Moleskine

Several years ago I started carrying moleskine notebooks in my hip pocket. They’re the perfect size to pack and load, just like an iPod. (I’m running out of hip pockets.) Portable and transportable, sturdy and solid, moleskines do look “like the kind of thing that holds interesting, and possibly important, jottings.” They have a cult following.

Soon thereafter I started misplacing them them, quite consistently, and beginning new ones before finding and filling the old. I’m not one of those meticulous journal-keepers like Thoreau or Michael Palin or my step-Mom, with a shelf of precisely-dated and ordered entries mirroring the years.

It’s more interesting this way. Eventually the old notebooks always resurface, from whatever corner or closet or drawer they’ve been submerged in, and the cycle repeats.  It’s been repeating for a while now.

Yesterday I filled the last page of a notebook and went rummaging for another. I dug up one whose first entry is from 2000, and then skips to 2005, then to 2007. If I don’t lose it over the next six months– a big if– it’ll span the decade. Cool.

One of the entries records the day five years ago when Younger Daughter astonished herself and me by falling in with the ducks, literally, at Centennial Park. Another notches the happier, mostly-drier day we brought her puppy home. There are many “kids say the darndest things” entries (R.I.P., Mr. Linkletter) like “Mom, do people have to get married? I don’t want to get stuck with some boy!

Somewhere, probably in the hot and cluttered Little House attic, there are older notebooks to embarrass Older Daughter, too. Stay tuned.
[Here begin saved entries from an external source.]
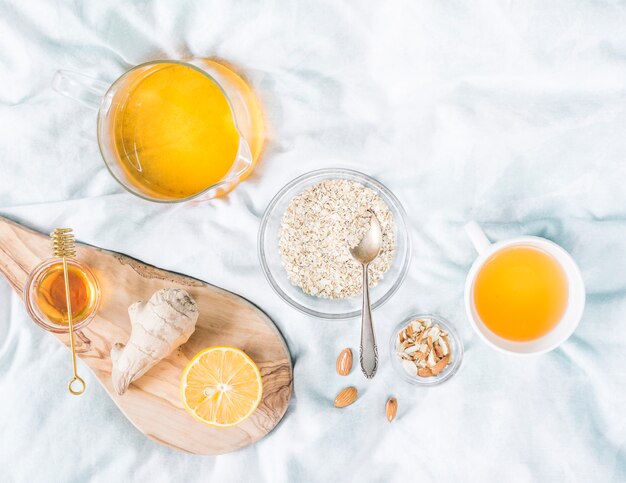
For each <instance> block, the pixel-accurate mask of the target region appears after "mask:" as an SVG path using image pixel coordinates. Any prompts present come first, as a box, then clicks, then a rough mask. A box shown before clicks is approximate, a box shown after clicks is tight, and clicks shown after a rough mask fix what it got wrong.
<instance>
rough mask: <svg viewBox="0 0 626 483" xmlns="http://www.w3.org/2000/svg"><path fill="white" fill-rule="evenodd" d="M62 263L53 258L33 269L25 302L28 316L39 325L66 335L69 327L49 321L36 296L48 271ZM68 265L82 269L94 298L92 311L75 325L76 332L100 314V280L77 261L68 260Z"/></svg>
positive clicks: (57, 332)
mask: <svg viewBox="0 0 626 483" xmlns="http://www.w3.org/2000/svg"><path fill="white" fill-rule="evenodd" d="M60 263H62V262H61V259H60V258H51V259H49V260H46V261H45V262H43V263H41V264H39V265H38V266H37V267H35V268H34V269H33V271H32V272H31V273H30V275H29V276H28V280H27V281H26V284H25V285H24V302H25V304H26V311H27V312H28V315H30V317H31V318H32V319H33V321H34V322H35V323H36V324H37V325H39V326H40V327H42V328H44V329H45V330H47V331H49V332H54V333H57V334H64V333H67V332H69V327H68V326H67V325H66V324H58V323H56V322H54V321H52V320H50V319H48V318H47V317H46V315H45V314H44V313H43V312H42V311H41V310H40V308H39V306H38V304H37V295H36V294H37V288H38V286H39V284H40V283H41V282H42V280H43V279H44V277H45V275H46V274H47V273H48V270H49V269H50V268H51V267H53V266H54V265H58V264H60ZM67 264H68V265H70V266H74V267H76V268H78V269H80V270H81V271H82V272H83V273H84V274H85V277H86V279H87V283H88V284H89V285H90V292H91V297H92V300H91V302H90V303H91V309H90V311H89V313H88V314H86V315H85V317H84V318H83V319H82V320H80V321H78V322H75V323H74V324H73V326H74V330H79V329H81V328H83V327H85V326H86V325H87V324H89V322H91V320H92V319H93V318H94V316H95V315H96V313H97V312H98V308H99V306H100V285H99V284H98V280H97V279H96V277H95V276H94V275H93V273H92V272H91V270H89V268H87V267H86V266H85V265H83V264H82V263H80V262H78V261H76V260H72V259H69V260H67Z"/></svg>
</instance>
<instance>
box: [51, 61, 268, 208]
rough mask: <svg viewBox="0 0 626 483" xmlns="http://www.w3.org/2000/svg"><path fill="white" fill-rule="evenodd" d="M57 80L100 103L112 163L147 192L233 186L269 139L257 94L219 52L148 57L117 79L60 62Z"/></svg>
mask: <svg viewBox="0 0 626 483" xmlns="http://www.w3.org/2000/svg"><path fill="white" fill-rule="evenodd" d="M53 87H54V89H55V90H56V91H57V92H59V93H61V94H63V95H65V96H67V97H70V98H73V99H75V100H78V101H80V102H82V103H83V104H86V105H87V106H89V107H91V108H93V109H96V110H98V121H97V135H98V146H99V147H100V152H101V154H102V158H103V159H104V162H105V164H106V166H107V168H108V169H109V171H110V172H111V174H112V175H113V177H114V178H115V179H116V180H117V181H118V182H119V183H120V184H121V185H122V186H123V187H124V188H126V189H127V190H128V191H130V192H131V193H133V194H135V195H137V196H139V197H141V198H144V199H146V200H150V201H158V202H179V201H187V200H191V199H203V200H204V199H210V198H214V197H216V196H220V195H222V194H224V193H227V192H228V191H230V190H231V189H232V188H234V187H235V186H236V185H237V184H238V183H239V182H240V181H242V180H243V179H245V178H246V177H247V176H248V175H249V174H250V172H251V171H252V169H253V167H254V165H255V163H256V161H257V160H258V157H259V155H260V153H261V150H262V147H263V143H264V140H265V127H264V122H263V114H262V111H261V106H260V104H259V102H258V100H257V98H256V96H255V95H254V93H253V92H252V90H251V89H250V87H249V86H248V85H247V84H246V82H245V81H244V80H243V79H242V78H241V77H240V76H239V75H238V74H237V73H235V72H234V71H233V70H232V69H231V68H230V67H228V66H226V65H224V64H223V63H221V62H218V61H215V60H211V59H190V60H186V61H177V60H157V61H152V62H146V63H145V64H141V65H138V66H136V67H133V68H132V69H130V70H129V71H127V72H126V73H124V74H123V75H122V76H121V77H119V78H118V79H117V80H116V81H115V82H113V84H111V85H110V86H109V85H108V84H106V83H104V82H102V81H100V80H97V79H94V78H91V77H88V76H85V75H83V74H79V73H76V72H71V71H65V70H60V71H58V72H57V73H56V74H55V77H54V81H53Z"/></svg>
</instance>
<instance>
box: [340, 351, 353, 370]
mask: <svg viewBox="0 0 626 483" xmlns="http://www.w3.org/2000/svg"><path fill="white" fill-rule="evenodd" d="M351 369H352V351H351V350H350V349H348V348H346V349H344V350H342V351H341V354H339V357H337V374H339V375H340V376H347V375H348V374H350V370H351Z"/></svg>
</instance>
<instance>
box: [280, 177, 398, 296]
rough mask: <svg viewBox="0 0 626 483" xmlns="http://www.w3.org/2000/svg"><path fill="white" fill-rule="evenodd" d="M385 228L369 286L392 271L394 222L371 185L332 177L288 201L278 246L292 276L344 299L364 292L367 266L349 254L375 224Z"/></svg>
mask: <svg viewBox="0 0 626 483" xmlns="http://www.w3.org/2000/svg"><path fill="white" fill-rule="evenodd" d="M372 212H373V213H374V215H375V216H376V218H377V219H378V221H379V223H380V227H381V230H382V248H381V250H380V254H379V255H378V257H377V258H376V259H375V260H374V261H373V262H372V263H371V264H370V265H369V280H370V287H374V286H376V285H377V284H378V282H379V281H380V280H381V279H382V278H383V275H384V273H385V272H386V271H387V270H389V267H390V265H391V260H392V258H393V252H394V243H395V240H394V233H395V226H394V222H393V215H392V214H391V211H390V210H389V207H388V206H387V205H386V203H385V202H384V201H383V200H382V199H381V198H380V196H378V194H377V193H376V192H374V191H373V190H372V189H370V188H366V187H365V186H363V185H362V184H360V183H357V182H355V181H350V180H346V179H330V180H325V181H321V182H320V183H318V184H316V185H314V186H311V187H310V188H307V189H306V190H304V191H303V192H302V193H300V194H299V195H297V196H295V197H294V198H293V199H292V200H291V201H290V203H289V206H288V207H287V210H286V211H285V213H284V214H283V217H282V219H281V225H280V230H279V249H280V254H281V258H282V263H283V266H284V267H285V270H286V271H287V276H288V278H289V281H290V282H291V283H292V284H294V285H296V286H298V287H300V288H301V289H302V290H303V291H304V292H305V293H307V294H309V295H315V296H317V297H322V298H330V299H343V298H348V297H352V296H354V295H357V294H360V293H361V291H362V285H363V282H362V268H361V265H360V264H359V263H358V262H357V261H355V260H354V259H353V258H352V256H351V255H350V250H349V249H350V248H351V247H354V246H356V245H358V244H359V242H360V241H361V239H362V238H363V236H364V235H365V233H366V232H367V230H368V229H369V226H370V223H371V217H372Z"/></svg>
One Response to “Moleskine”

  1. Doug Bruns Says:

    I was in England a few years ago and reading one of my favorite writers, the late great Bruce Chatwin. In a collection of his essays or somewhere he comments that he needs to stock up on Moleskines for a journey he was heading out on. Seeking the perfect journal and assuming my hero Chatwin had already done the heavy lifting, I ran to the local stationery store only to learn that the journals had gone out of business a few years previously. Imagine my delight, fast forwarding through the years, to discover that phoenix-like the Moleskine emerges. And not only emerges, but becomes an industry, prompting knock-offs and wanna-bees. Long live the Moleskine.